The elevated level of volatility in the market is echoing the uncertainty in the future trajectory of the economy. There are also many questions surrounding the solvency of European banks which coupled with a complete lack of confidence in our own government yields a very murky global growth outlook. And we are now receiving conflicting economic data points for the US economy.
The economic data released last week added to the uncertainty in the markets. Industrial production numbers were positive early in the week, but unfortunately it is more a coincident indicator of economic activity. The most negative news this week came Thursday morning with the Philly Fed Business Outlook Survey, -30.7. This number may be an outlier, but regardless, it is at least a caution sign.
This week we will be watching the Durable Goods Orders number closely on Wednesday. It is expected to be around -.5%. The 2nd estimate of Q2GDP will be released Friday. The government is stepping aside and we need to see the private sector show some signs of life. Current data shows the top line growing by 1.3% and is expected to be revised to 1%. Prices are growing at a 2.3% clip and expected to be unchanged.

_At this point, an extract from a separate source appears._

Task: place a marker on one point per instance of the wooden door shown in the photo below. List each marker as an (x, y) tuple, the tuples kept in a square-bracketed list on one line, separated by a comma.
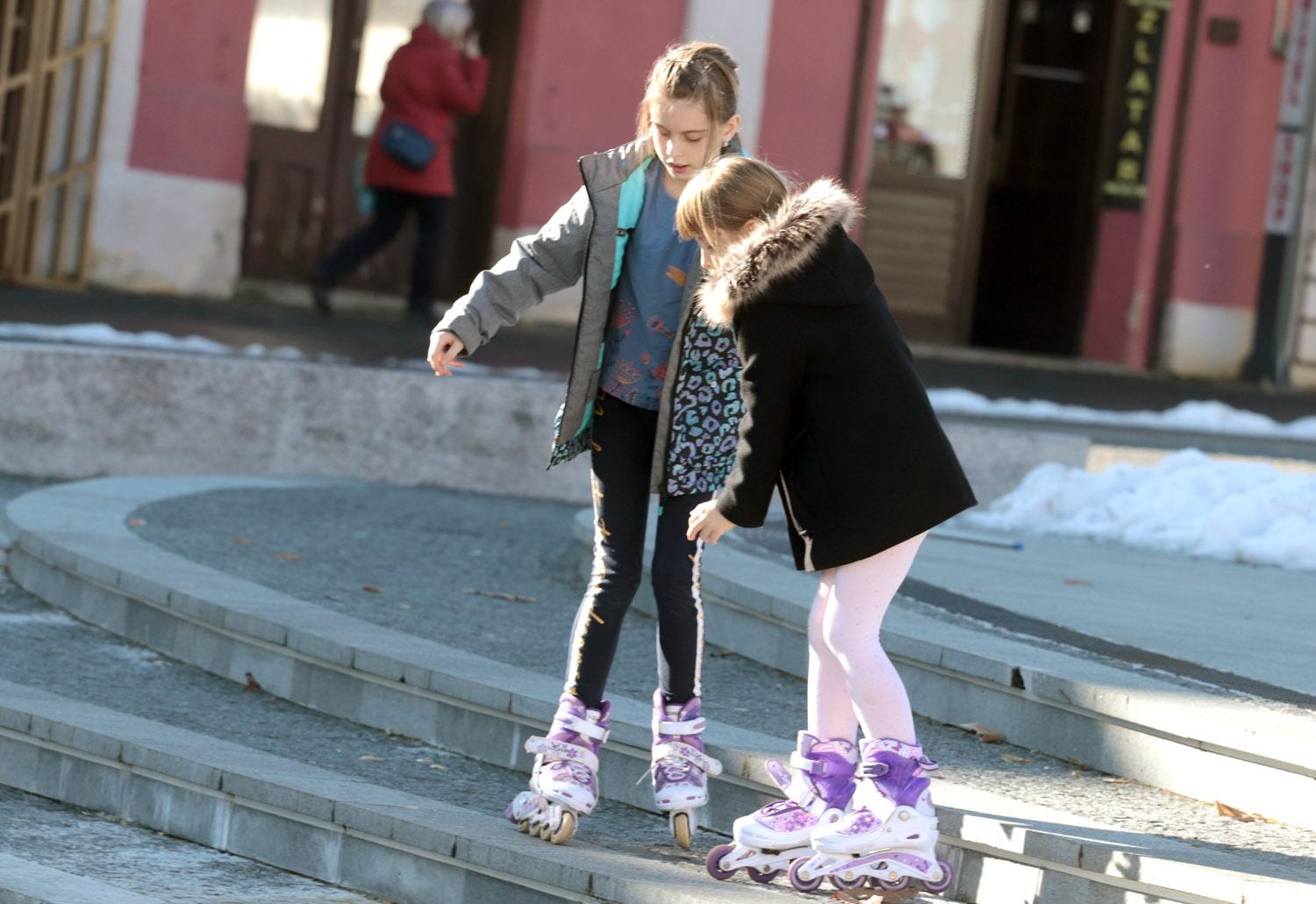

With all the uncertainty, a forgotten area seems to be the housing market. Renewed residential investment and subsequent construction spending may be poised to become an unlikely candidate for growth. Over the week I will be looking at the current state of the housing sector. Tuesday’s release of New Home Sales is expected flat at 310k. Expect this number to be largely ignored as investor focus is elsewhere these days. Look for my outlook for the housing market in next week’s newsletter. With interest rates on home mortgages at all-time lows, this sector starts to look very interesting, especially given a lack of confidence in other financial assets.
To recap, uncertainty abounds and there is a lack of confidence in policymakers to resolve it positively. As a result, investors are pouring money into cash, mainly Yen, Chinese Yuan and Swiss Francs. They are also putting money in Gold and other precious metals as well as safe haven sovereign bonds. The future is murky at best.